Chinese flag
The Chinese flag behind razor wire at a housing compound in Yangisar in China's western Xinjiang region in June 2019 Photo: AFP / GREG BAKER

The father of a Chinese dissident has expressed fears for his son's life if he is sent back to China from South Korea, where he is currently being detained.

The 35-year-old man, identified as Kwon Pyonghad, had been campaigning against human rights abuses in China for years. He fled China for South Korea on August 16 this year.

He has been charged with violating the Immigration Control Act. A court in South Korea will be holding a hearing on his case on Thursday, and will decide if he should be sent back to China or not.

Kwon has pleaded guilty and appealed for leniency. The South Korean prosecutors have requested a sentence of two and a half years.

Meanwhile, his father, Quan He, has urged the South Korean government not to send him back. "He would die if he went back [to China]," he said in an interview with The Guardian. Kwon studied aerospace engineering at a university in the United States. After returning from the US, he worked for a family business.

Over the next few years, he began to criticise the Chinese government and would often put anti-government posts on social media platforms. His father claims that he had a lot of complaints with the Chinese political system.

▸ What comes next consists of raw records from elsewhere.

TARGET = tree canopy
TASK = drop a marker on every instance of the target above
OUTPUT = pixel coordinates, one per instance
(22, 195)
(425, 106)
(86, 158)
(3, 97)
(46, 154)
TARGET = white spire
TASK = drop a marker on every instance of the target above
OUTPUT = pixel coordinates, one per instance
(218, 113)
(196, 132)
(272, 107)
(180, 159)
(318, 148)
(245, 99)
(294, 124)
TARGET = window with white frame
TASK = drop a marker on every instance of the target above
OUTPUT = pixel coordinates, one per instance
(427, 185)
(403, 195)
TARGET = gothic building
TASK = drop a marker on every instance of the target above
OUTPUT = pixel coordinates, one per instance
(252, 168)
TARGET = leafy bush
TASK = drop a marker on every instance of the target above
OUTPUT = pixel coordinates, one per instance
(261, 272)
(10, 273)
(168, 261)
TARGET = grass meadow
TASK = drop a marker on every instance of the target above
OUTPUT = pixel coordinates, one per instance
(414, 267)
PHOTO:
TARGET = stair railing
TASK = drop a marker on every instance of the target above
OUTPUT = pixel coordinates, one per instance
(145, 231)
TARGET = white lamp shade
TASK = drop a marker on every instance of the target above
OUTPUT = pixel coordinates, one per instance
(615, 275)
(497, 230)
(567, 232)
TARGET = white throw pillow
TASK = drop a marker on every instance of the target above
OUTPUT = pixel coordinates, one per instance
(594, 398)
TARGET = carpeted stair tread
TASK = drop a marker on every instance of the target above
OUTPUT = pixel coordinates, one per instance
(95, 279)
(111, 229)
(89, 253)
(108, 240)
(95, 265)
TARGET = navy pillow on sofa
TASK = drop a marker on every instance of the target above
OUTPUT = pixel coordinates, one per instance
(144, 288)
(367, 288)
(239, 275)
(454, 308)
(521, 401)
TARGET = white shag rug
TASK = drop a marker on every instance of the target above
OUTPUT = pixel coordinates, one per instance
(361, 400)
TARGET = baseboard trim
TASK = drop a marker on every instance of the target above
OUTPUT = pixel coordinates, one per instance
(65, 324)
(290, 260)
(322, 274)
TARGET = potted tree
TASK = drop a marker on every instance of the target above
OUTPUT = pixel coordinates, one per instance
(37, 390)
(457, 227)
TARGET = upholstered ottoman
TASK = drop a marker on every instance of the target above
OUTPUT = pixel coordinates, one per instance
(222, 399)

He added that Kwon was eventually placed under an exit ban. "He could not go abroad at all. He'd lived abroad before and wanted to return again to a country where there is more freedom."

He further stated that his son is "a young person, and he desires freedom. I really hope that the Korean government can give him a way to live".

How did he flee China?

Kwon fled China on a jet ski and carried several barrels of fuel, a helmet, binoculars, and a compass.

He was caught near Incheon, on South Korea's west coast, after the jet ski he fled on got stuck in mud flats. He reportedly travelled from Shandong province in eastern China, which lies around 250 miles across the Yellow Sea from Incheon.

Kwon called an emergency helpline after he got stuck on the muddy shore. He was later taken into custody by Incheon prosecutors. Dialogue China, a group founded by Chinese activists, said that Kwon had been critical of the Chinese government for years and that is what landed him in trouble.

He also took part in Hong Kong's 2014 pro-democracy protests and spoke out against human rights violations on social media.

According to Front Line Defenders, an NGO working for the welfare of human rights activists, Kwon once served an 18-month prison term for wearing a t-shirt mocking Chinese President Xi Jinping. The t-shirt was printed with several names for Xi Jinping, including "Xitler." He was eventually released in 2018.

"He has spoken out against the 1989 Tiananmen Massacre and the more recent persecution of dispossessed residents of China's Wukan village," reads his profile available on Front Line Defenders' website.

Lee Dae-seon, a pro-democracy activist based in South Korea, said that Kwon had no option but to flee communist China as he was banned from leaving China for the next 99 years. He added that Kwon's family had also moved to South Korea.

China is known to have imprisoned several people for their alleged involvement in political activities or for taking part in Taiwan or Hong Kong freedom movements. It considers Taiwan its renegade province, and it has never used force to take back Taiwan.

However, not many Chinese activists defect to Taiwan, as the communist country is strict about its citizens secretly leaving the country. Last year, a report claimed that China had set up more than 50 unofficial police "offices" in several countries across Europe to clamp down on its dissidents.